🤖 AI Summary
This study addresses the political bias prevalent in Western mainstream media coverage of international conflicts, which may distort public perception and undermine democratic processes. It presents the first systematic comparison of multiple large language models—including BERT, Gemini, and DeepSeek—in their ability to detect the editorial stance of The Guardian and BBC reports within the real-world contexts of the Russia–Ukraine war and the Israel–Hamas conflict, quantifying the distribution of left-leaning, right-leaning, and neutral tendencies. The findings reveal significantly greater volatility in media bias during the Israel–Hamas conflict compared to the Russia–Ukraine war. Moreover, systematic discrepancies emerge across models due to differences in architecture and training data: DeepSeek consistently exhibits a left-leaning orientation, whereas BERT and Gemini demonstrate greater neutrality. These results highlight how a model’s inherent “worldview” influences bias detection, offering both methodological foundations and empirical evidence for automated media bias assessment.
📝 Abstract
Political bias in media plays a critical role in shaping public opinion, voter behaviour, and broader democratic discourse.
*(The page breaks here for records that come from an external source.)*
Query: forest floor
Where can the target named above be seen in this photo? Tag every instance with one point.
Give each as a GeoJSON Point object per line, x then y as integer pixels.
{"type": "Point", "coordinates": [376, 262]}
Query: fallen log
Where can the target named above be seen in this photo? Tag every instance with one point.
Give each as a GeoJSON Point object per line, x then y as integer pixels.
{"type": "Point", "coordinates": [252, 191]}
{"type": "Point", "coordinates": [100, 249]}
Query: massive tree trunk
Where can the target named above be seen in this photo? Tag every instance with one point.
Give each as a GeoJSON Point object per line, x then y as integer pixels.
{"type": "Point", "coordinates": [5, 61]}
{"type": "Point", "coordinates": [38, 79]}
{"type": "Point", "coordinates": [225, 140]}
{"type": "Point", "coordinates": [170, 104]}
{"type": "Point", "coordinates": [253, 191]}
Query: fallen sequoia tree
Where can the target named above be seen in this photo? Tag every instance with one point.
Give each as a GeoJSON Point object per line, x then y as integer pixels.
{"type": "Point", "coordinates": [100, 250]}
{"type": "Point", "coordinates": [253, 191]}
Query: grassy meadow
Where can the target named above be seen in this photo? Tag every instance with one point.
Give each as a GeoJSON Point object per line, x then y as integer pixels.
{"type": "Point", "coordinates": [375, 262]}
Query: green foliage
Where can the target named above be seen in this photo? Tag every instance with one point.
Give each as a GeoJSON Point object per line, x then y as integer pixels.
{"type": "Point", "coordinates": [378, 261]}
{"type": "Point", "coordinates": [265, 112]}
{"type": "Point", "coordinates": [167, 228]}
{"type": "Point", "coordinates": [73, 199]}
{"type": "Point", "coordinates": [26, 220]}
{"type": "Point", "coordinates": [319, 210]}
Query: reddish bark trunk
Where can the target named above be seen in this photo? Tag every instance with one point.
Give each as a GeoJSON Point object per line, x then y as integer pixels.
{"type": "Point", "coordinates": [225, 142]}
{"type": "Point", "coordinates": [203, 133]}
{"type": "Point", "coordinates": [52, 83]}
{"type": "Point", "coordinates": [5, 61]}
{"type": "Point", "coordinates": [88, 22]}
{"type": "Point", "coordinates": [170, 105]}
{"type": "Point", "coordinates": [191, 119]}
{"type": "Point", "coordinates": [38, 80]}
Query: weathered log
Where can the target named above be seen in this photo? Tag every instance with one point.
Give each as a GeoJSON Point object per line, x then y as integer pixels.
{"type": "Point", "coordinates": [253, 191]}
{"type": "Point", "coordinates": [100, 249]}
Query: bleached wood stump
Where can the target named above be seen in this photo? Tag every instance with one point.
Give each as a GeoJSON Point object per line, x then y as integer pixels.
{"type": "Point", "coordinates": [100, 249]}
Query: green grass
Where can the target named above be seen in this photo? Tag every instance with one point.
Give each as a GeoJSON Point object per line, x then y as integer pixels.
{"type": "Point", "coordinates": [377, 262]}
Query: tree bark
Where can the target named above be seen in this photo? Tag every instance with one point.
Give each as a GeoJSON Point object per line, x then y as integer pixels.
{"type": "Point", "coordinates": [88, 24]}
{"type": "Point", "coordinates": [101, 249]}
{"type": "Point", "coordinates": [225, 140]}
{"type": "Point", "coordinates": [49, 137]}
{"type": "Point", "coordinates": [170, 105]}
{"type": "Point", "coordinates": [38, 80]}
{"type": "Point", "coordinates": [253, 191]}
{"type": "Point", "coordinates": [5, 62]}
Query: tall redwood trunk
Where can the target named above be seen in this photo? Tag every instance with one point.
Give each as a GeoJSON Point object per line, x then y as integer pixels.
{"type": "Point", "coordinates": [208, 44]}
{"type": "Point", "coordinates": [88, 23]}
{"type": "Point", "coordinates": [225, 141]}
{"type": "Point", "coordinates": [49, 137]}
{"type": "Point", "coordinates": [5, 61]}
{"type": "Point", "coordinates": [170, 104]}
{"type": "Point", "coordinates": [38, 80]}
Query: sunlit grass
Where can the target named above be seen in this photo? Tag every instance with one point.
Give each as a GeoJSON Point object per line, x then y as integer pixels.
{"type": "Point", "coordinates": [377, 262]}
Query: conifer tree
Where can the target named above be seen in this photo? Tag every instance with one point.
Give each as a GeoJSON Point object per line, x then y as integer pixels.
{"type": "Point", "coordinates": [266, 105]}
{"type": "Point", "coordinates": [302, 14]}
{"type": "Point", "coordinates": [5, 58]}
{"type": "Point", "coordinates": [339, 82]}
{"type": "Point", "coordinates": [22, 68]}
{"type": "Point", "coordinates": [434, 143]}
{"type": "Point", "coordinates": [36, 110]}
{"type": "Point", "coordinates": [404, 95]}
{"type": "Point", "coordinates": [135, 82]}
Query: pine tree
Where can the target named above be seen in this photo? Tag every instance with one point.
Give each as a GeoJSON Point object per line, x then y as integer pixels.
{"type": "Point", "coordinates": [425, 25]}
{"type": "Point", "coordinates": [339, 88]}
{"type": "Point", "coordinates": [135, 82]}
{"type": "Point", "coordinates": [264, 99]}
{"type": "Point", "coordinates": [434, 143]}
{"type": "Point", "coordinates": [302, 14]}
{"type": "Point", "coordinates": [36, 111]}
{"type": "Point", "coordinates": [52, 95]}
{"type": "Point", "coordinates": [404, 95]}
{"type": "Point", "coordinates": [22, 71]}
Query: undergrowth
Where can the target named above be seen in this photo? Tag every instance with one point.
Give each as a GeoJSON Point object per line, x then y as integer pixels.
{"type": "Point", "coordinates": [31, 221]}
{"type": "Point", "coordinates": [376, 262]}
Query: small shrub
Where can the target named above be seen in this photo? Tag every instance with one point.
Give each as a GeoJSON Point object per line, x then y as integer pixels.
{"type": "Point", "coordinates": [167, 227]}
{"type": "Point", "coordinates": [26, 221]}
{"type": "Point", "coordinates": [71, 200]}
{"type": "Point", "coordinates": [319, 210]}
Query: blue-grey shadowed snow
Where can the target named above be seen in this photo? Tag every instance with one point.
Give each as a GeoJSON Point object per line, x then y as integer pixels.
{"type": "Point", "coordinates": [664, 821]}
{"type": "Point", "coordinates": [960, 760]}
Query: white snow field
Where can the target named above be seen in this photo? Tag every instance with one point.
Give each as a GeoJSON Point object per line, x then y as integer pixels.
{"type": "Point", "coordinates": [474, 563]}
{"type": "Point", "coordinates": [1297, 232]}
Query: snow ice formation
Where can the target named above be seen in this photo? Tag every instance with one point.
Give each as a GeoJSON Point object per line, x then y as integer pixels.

Subjective opinions and political bias can be found in media sources, such as newspapers, depending on their funding mechanisms and alliances with political parties. Automating the detection of political biases in media content can limit biases in elections. The impact of large language models (LLMs) in politics and media studies is becoming prominent. In this study, we utilise LLMs to compare the left-wing, right-wing, and neutral political opinions expressed in the Guardian and BBC. We review newspaper reporting that includes significant events such as the Russia-Ukraine war and the Hamas-Israel conflict. We analyse the proportion for each opinion to find the bias under different LLMs, including BERT, Gemini, and DeepSeek. Our results show that after the outbreak of the wars, the political bias of Western media shifts towards the left-wing and each LLM gives a different result. DeepSeek consistently showed a stable Left-leaning tendency, while BERT and Gemini remained closer to the Centre. The BBC and The Guardian showed distinct reporting behaviours across the two conflicts. In the Russia-Ukraine war, both outlets maintained relatively stable positions; however, in the Israel-Hamas conflict, we identified larger political bias shifts, particularly in Guardian coverage, suggesting a more event-driven pattern of reporting bias. These variations suggest that LLMs are shaped not only by their training data and architecture, but also by underlying worldviews with associated political biases.